Title: Influence of poultry litter and dairy manure on persistence of non-pathogenic E. coli and E. coli O157:H7 in two geographically distinct mid-Atlantic fields Authors
Submitted to: Meeting Abstract
Publication Type: Abstract Only
Publication Acceptance Date: March 6, 2012
Publication Date: July 22, 2012
Citation: Millner, P.D., Sharma, M., Hashem, F., Cotton, C., Jones, K. 2012. Influence of poultry litter and dairy manure on persistence of non-pathogenic E. coli and E. coli O157:H7 in two geographically distinct mid-Atlantic fields. [abstract]. Technical Abstract: A study was established to investigate how long non-pathogenic E. coli and E. coli O157:H7 persist in an agricultural environment after application of raw manure to fields intended to grow produce. The study is currently being conducted at two geographically distinct sites: Princess Anne, MD (University of Maryland Eastern Shore, UMES), and Beltsville, MD (Beltsville Area Research Center (BARC) , USDA-ARS. Uniform size field plots were laid out (2 m x 1 m) at both sites. At UMES, plots were treated with either UMES poultry litter or dairy manure solids (from the BARC dairy manure solid-liquids separation system).
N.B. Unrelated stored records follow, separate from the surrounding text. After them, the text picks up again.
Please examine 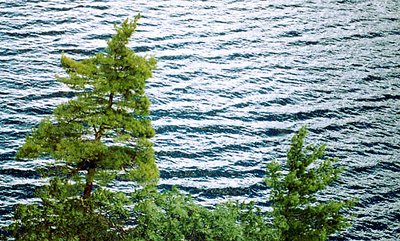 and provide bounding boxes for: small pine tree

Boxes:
[266,127,354,241]
[9,15,159,240]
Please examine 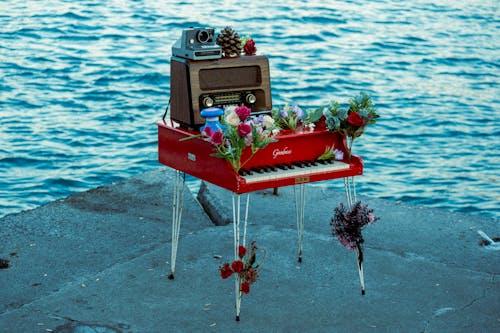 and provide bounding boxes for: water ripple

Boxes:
[0,0,500,218]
Non-pathogenic E. coli and E. coli O157:H7 were cultivated in UMES poultry manure extract and sprayed onto plots containing manure treatments. At BARC, manure treatments consisted of dairy manure solids applied to organic and conventionally-managed fields, as well as separate plots with UMES poultry litter, dairy manure solids plus liquid, and dairy manure liquid only. At both sites, plots received both a low and high inoculum of several strains of E. coli. Data collection and analysis is ongoing at both sites and also will involve separate plots with spring application of manure and later leafy green cropping. Data collected here will provide valuable information for the Food and Drug Administration rule-making process for produce as part of the Food Safety Modernization Act. This study is being conducted with the Food and Drug Administration’s Office of Produce Safety and the University of Maryland Eastern Shore, Department of Agriculture, Food and Resource Sciences. This project continues the collaboration between the USDA ARS BARC and 1890 Land Grant Universities.